Let $f:\mathbb Z \rightarrow \mathbb R$ be an increasing sequence mapping a set of integers $[\alpha,\infty)$ to $[1,\infty)$ in the reals such that $f_0 = f(\alpha)=1, f_1=f(\alpha+1), \ldots, f_n=f(\alpha +n)$
We can then define sequential percent growth between any two consecutive elements in the sequence to be: ${f_n-f_{n-1} \over f_{n-1}} \times100 \%$
As to be expected with an increasing geometric sequence: $ar^0, ar^1, \ldots, ar^n$ where the ratio between any two consecutive terms is r. The percent growth between any two consecutive terms then turns out to be: ${ ar^n -ar^{n-1} \over ar^{n-1}} \times 100 \% = (r-1) \times 100 \%$.
The interesting stuff starts happening when we try to apply this growth definition to other increasing sequences.
So for instance, we find that for $f(x) = x$, the percent growth from one element $f_{n-1}$ to the next $f_n$ is: ${1 \over n} \times 100\%$
With a little more work we can generalize for $f(x)= mx+b$ to find that the percent growth is: ${m \over m(\alpha + n-1) + b} \times 100 \%$
I know enough about math to know that for polynomial the percent growth rates will asymptotically go to zero as n gets large.
I also know about the better curve fitting methods, and know for continuous models we can use calculus, and I have heard of and know very little of big O and little O notation...

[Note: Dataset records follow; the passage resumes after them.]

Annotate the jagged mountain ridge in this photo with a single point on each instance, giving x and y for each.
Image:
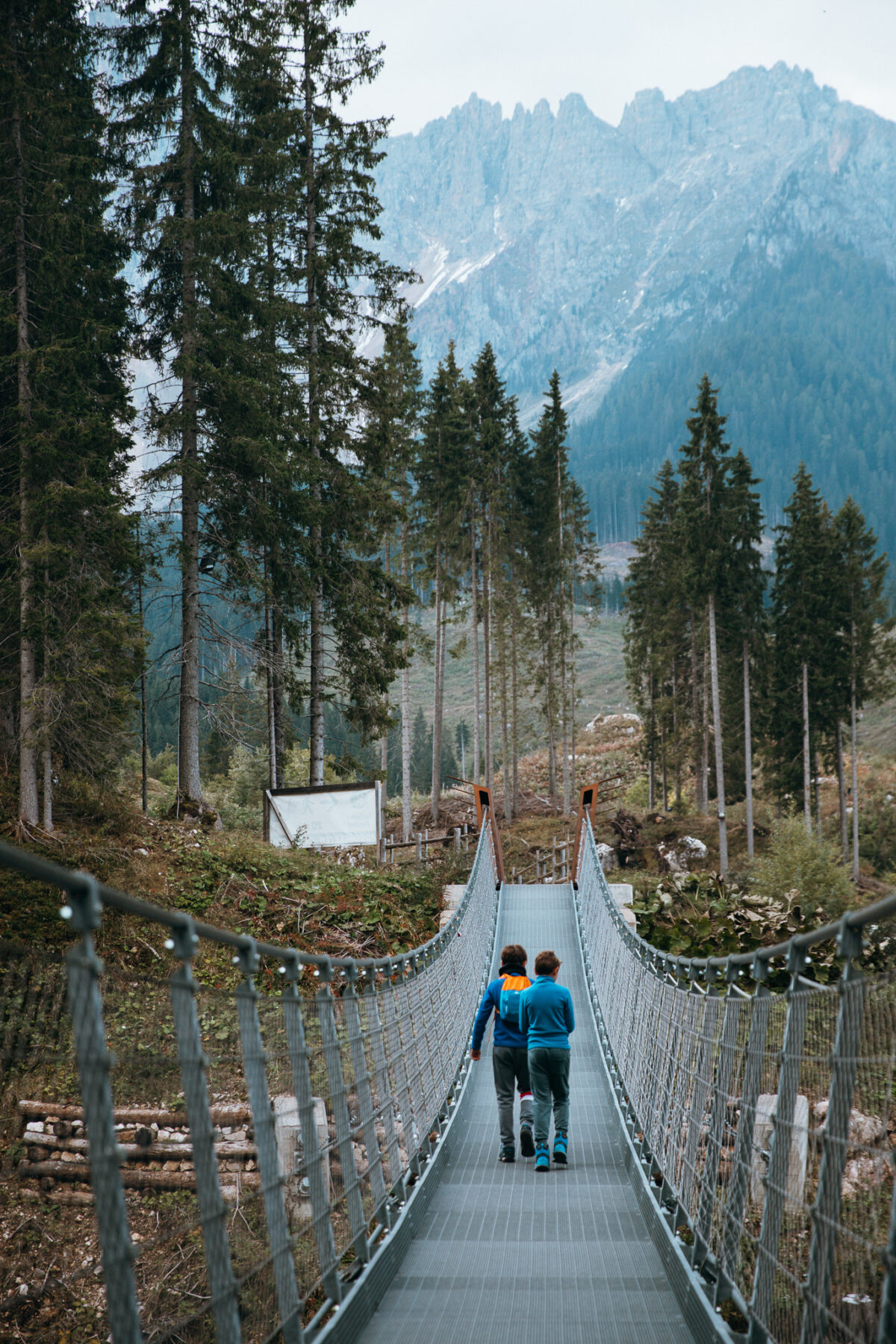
(576, 245)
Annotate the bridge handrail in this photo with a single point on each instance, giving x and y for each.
(374, 1062)
(782, 1250)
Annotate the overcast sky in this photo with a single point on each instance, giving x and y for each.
(508, 52)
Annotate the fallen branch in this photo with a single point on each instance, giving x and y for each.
(136, 1115)
(129, 1177)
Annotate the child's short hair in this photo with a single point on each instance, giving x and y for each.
(547, 962)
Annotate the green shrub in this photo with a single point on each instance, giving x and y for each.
(802, 863)
(877, 831)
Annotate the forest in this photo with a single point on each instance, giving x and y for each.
(724, 663)
(184, 194)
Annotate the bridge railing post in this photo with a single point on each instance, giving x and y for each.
(255, 1071)
(94, 1063)
(836, 1139)
(193, 1062)
(775, 1182)
(314, 1157)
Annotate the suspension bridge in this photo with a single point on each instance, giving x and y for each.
(731, 1147)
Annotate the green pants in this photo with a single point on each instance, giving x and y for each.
(550, 1075)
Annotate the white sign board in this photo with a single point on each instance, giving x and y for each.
(340, 815)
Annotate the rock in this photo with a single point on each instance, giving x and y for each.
(865, 1130)
(864, 1172)
(623, 895)
(766, 1108)
(609, 858)
(677, 855)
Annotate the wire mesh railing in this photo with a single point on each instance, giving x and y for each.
(765, 1122)
(346, 1071)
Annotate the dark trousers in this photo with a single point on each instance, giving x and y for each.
(511, 1068)
(550, 1074)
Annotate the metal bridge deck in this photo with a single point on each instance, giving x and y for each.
(508, 1257)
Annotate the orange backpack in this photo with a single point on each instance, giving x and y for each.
(509, 1003)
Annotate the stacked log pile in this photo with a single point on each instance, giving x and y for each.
(158, 1152)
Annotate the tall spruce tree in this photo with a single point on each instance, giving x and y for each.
(70, 644)
(806, 636)
(867, 644)
(706, 532)
(440, 503)
(393, 405)
(347, 289)
(175, 120)
(744, 589)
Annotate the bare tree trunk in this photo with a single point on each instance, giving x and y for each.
(280, 725)
(704, 739)
(487, 650)
(806, 753)
(841, 792)
(505, 741)
(385, 738)
(269, 676)
(437, 707)
(652, 734)
(27, 656)
(573, 784)
(716, 729)
(476, 645)
(316, 679)
(188, 781)
(406, 695)
(675, 730)
(747, 752)
(855, 746)
(514, 702)
(699, 779)
(662, 759)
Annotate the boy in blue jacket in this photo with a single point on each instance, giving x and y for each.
(546, 1016)
(509, 1055)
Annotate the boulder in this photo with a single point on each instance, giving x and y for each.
(766, 1108)
(609, 858)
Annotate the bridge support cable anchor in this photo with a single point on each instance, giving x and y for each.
(741, 1163)
(836, 1140)
(213, 1210)
(734, 1004)
(312, 1152)
(255, 1070)
(341, 1120)
(94, 1065)
(773, 1210)
(367, 1115)
(383, 1085)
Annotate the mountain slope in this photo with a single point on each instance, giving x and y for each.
(665, 243)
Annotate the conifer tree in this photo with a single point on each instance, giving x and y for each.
(70, 643)
(805, 632)
(868, 658)
(347, 289)
(393, 414)
(175, 121)
(440, 500)
(706, 531)
(744, 598)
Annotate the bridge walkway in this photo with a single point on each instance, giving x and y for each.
(508, 1257)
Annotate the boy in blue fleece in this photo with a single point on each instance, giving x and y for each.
(546, 1016)
(509, 1055)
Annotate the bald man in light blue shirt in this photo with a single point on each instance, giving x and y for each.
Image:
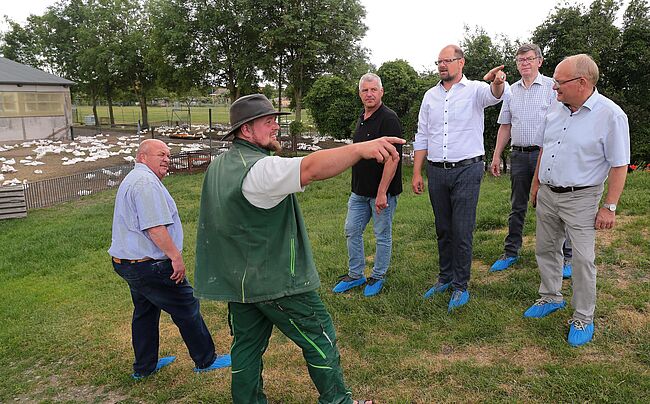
(586, 141)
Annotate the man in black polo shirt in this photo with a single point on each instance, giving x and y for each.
(375, 188)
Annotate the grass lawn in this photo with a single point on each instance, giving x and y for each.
(65, 315)
(200, 115)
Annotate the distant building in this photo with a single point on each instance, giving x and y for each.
(33, 104)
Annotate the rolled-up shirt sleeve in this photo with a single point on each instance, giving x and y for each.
(271, 179)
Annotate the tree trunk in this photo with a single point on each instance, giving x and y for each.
(143, 107)
(109, 100)
(94, 97)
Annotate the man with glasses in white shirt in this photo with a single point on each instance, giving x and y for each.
(450, 139)
(521, 115)
(586, 141)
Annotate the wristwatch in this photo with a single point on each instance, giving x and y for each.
(610, 206)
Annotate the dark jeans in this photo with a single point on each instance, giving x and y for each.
(152, 291)
(521, 177)
(454, 195)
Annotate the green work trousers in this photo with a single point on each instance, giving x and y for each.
(304, 319)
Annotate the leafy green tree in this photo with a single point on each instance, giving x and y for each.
(19, 43)
(207, 42)
(334, 105)
(305, 39)
(632, 76)
(570, 30)
(481, 55)
(400, 83)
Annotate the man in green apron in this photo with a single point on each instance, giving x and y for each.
(252, 248)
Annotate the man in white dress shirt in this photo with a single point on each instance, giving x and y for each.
(450, 140)
(521, 115)
(586, 141)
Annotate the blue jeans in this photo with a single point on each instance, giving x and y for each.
(454, 196)
(360, 210)
(152, 291)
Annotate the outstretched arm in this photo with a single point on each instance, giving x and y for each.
(503, 136)
(498, 79)
(325, 164)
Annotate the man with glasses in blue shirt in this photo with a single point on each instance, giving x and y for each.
(586, 141)
(146, 252)
(450, 139)
(521, 115)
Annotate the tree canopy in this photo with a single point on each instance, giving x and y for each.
(308, 48)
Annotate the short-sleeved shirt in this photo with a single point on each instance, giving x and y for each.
(451, 123)
(366, 174)
(271, 180)
(143, 202)
(525, 109)
(580, 147)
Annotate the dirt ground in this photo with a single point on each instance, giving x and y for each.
(114, 148)
(124, 144)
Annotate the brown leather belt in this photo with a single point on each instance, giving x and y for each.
(562, 190)
(527, 149)
(447, 165)
(127, 262)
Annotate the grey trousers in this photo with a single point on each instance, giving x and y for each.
(454, 196)
(521, 177)
(575, 214)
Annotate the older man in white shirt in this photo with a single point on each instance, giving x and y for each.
(521, 116)
(586, 141)
(450, 139)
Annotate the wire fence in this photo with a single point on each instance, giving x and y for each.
(53, 191)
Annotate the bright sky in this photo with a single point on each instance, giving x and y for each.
(414, 30)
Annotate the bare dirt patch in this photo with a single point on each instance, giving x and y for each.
(89, 152)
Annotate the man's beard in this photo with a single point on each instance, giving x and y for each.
(448, 78)
(274, 146)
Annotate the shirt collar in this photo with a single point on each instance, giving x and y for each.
(144, 167)
(590, 103)
(538, 80)
(363, 113)
(463, 81)
(592, 100)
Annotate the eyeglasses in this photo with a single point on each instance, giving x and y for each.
(560, 82)
(446, 61)
(529, 59)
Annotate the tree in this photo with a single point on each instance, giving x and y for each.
(19, 43)
(208, 43)
(334, 105)
(481, 55)
(632, 76)
(570, 30)
(305, 39)
(400, 83)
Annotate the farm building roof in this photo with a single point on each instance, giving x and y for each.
(17, 73)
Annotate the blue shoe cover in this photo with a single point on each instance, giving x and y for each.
(580, 333)
(220, 362)
(162, 362)
(503, 263)
(458, 298)
(372, 288)
(348, 283)
(543, 307)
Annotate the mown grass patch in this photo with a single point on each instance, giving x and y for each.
(65, 316)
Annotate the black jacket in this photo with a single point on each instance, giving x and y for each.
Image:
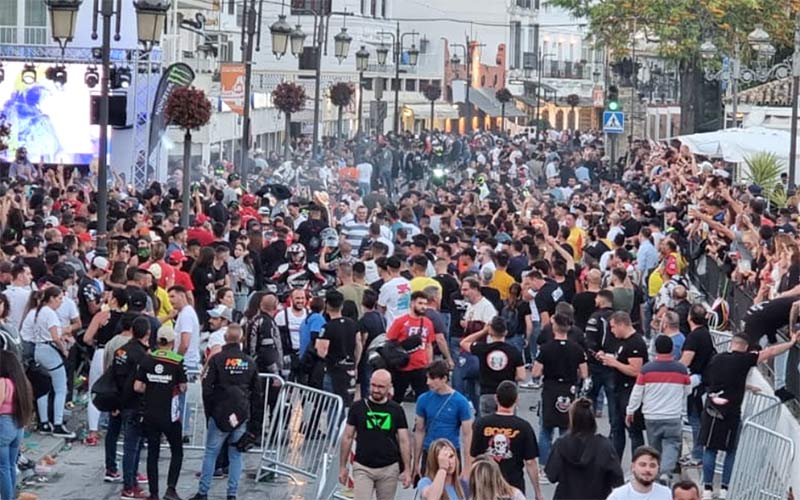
(585, 468)
(231, 383)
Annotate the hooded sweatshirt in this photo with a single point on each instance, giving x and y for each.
(585, 467)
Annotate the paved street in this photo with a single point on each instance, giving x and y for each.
(78, 473)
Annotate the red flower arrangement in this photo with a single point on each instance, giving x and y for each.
(188, 108)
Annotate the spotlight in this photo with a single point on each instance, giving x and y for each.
(29, 74)
(92, 77)
(120, 77)
(57, 74)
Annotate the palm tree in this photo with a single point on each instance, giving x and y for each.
(341, 95)
(504, 96)
(289, 98)
(432, 93)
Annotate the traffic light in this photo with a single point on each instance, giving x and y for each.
(612, 99)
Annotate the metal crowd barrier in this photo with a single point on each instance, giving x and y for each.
(304, 433)
(194, 416)
(763, 465)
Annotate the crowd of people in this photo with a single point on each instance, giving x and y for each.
(450, 271)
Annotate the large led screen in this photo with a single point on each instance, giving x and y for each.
(49, 119)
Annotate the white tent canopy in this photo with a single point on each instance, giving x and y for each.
(734, 145)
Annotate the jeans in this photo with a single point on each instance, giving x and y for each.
(546, 440)
(214, 441)
(466, 386)
(665, 436)
(618, 424)
(50, 359)
(172, 432)
(131, 447)
(710, 463)
(10, 441)
(112, 435)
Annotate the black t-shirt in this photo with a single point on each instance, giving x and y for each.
(560, 360)
(507, 439)
(376, 432)
(341, 332)
(727, 375)
(162, 371)
(548, 296)
(498, 361)
(632, 347)
(699, 342)
(766, 318)
(584, 305)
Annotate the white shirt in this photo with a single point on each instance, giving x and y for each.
(187, 322)
(295, 322)
(37, 326)
(482, 311)
(17, 302)
(364, 172)
(626, 492)
(395, 296)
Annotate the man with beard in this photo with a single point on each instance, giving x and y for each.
(644, 467)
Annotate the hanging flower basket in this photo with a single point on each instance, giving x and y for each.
(188, 108)
(289, 97)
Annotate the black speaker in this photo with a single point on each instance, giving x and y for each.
(117, 110)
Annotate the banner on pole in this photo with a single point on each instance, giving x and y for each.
(232, 83)
(177, 75)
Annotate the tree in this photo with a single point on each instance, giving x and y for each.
(432, 93)
(341, 95)
(677, 28)
(189, 109)
(289, 98)
(504, 96)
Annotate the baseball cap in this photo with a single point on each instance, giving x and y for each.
(221, 311)
(165, 334)
(101, 263)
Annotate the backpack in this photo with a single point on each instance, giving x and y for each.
(511, 317)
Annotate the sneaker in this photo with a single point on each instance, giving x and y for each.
(171, 494)
(134, 494)
(112, 476)
(62, 431)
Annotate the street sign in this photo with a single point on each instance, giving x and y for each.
(613, 122)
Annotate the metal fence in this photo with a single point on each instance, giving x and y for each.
(304, 433)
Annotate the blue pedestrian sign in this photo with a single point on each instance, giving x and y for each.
(613, 122)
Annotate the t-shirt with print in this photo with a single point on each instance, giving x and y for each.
(162, 372)
(507, 439)
(626, 492)
(405, 327)
(443, 414)
(497, 361)
(395, 296)
(376, 427)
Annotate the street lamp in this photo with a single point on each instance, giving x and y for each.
(413, 56)
(362, 63)
(63, 17)
(150, 16)
(280, 32)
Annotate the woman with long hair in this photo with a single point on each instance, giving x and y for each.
(16, 409)
(583, 463)
(486, 482)
(49, 352)
(442, 474)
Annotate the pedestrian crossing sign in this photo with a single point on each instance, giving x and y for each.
(613, 122)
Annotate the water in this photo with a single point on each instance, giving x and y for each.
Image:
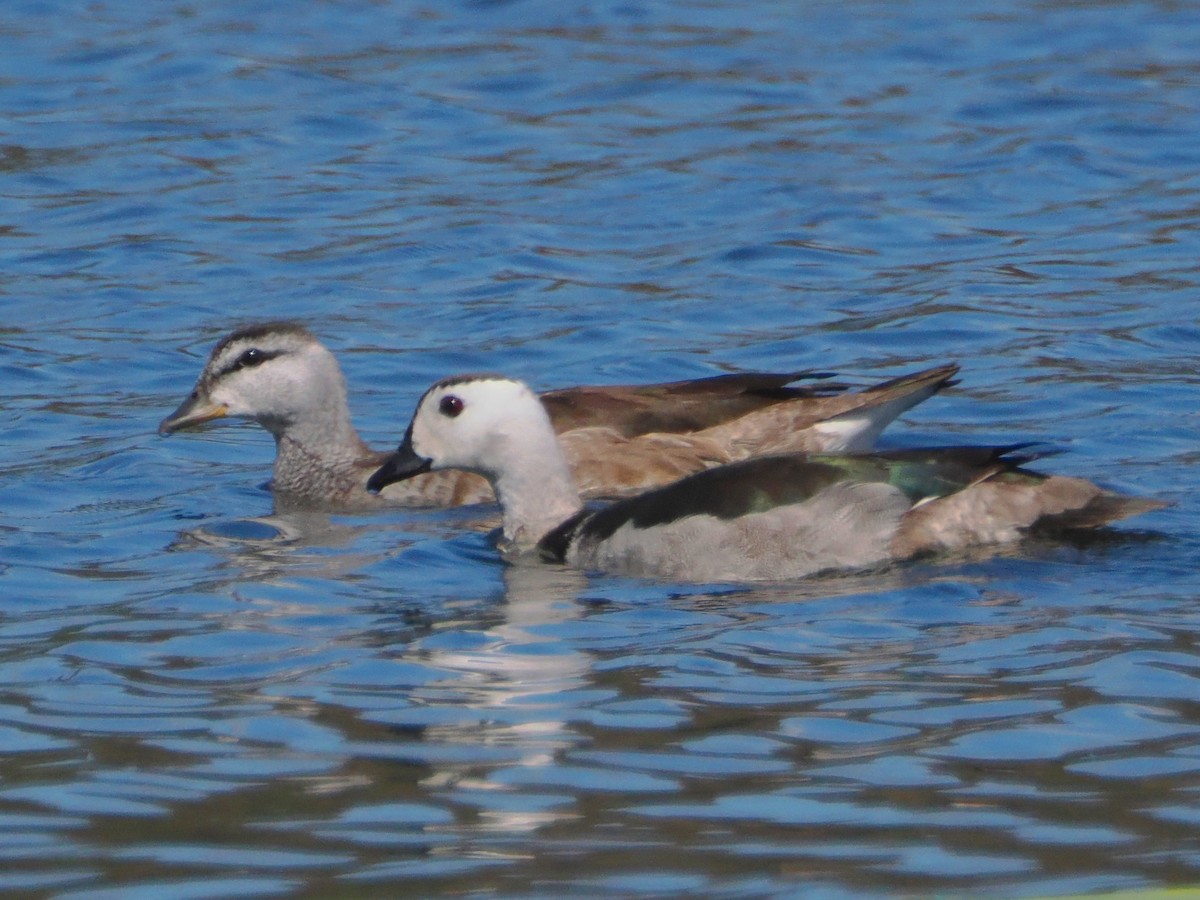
(201, 700)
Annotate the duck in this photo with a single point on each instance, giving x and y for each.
(621, 439)
(763, 519)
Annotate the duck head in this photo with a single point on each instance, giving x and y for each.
(276, 373)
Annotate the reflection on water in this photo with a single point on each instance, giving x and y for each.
(201, 695)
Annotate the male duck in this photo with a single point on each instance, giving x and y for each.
(619, 439)
(766, 519)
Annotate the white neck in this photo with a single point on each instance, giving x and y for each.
(537, 493)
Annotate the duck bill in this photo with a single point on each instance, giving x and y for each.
(402, 465)
(193, 411)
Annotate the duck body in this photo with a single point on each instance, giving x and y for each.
(619, 439)
(766, 519)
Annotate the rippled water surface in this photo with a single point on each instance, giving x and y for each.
(198, 699)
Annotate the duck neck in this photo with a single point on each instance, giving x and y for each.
(319, 454)
(535, 495)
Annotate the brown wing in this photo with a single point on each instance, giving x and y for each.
(677, 407)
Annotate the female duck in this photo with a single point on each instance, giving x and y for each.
(766, 519)
(619, 439)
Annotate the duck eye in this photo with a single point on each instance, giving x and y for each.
(450, 406)
(253, 357)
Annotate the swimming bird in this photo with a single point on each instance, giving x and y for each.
(621, 438)
(765, 519)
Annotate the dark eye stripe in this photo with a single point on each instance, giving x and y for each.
(251, 358)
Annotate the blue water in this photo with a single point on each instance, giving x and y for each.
(198, 699)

What I am wondering is the following:
1) What is this concept I have stumbled upon called? I have done searches related to it, and found nothing. BUT it is too simple to have never been explored before. The search I have done on growth for example have pretty much classified growth into the categories of: linear growth, polynomial growth, logistic growth, exponential growth, and hyperbolic growth.
2) If it is not new, in which course is this taught? I am amazed that such a concept isn't explored more commonly as I think this being used to determine given the % growth of data what sequences may fit the data, and possibly have ways of making interesting theorems about the growths of certain sequences.
3) Am I making a mountain out of a mole hill?
So far I have tried finding the percent growth of sequences of the following other functions as well: Root functions, Logistic functions, hyperbolic functions, factorials, super-exponential functions, and even the Fibonacci sequence.
I apologize if the video is seen with any degree of politicization, that is not my intent. My intent is to be able to determine what can be said about % growth data that is presented to us whether it maybe in population increase, inflation, to examine Neo-Malthusian ideas with a fair and critical lens or whatever.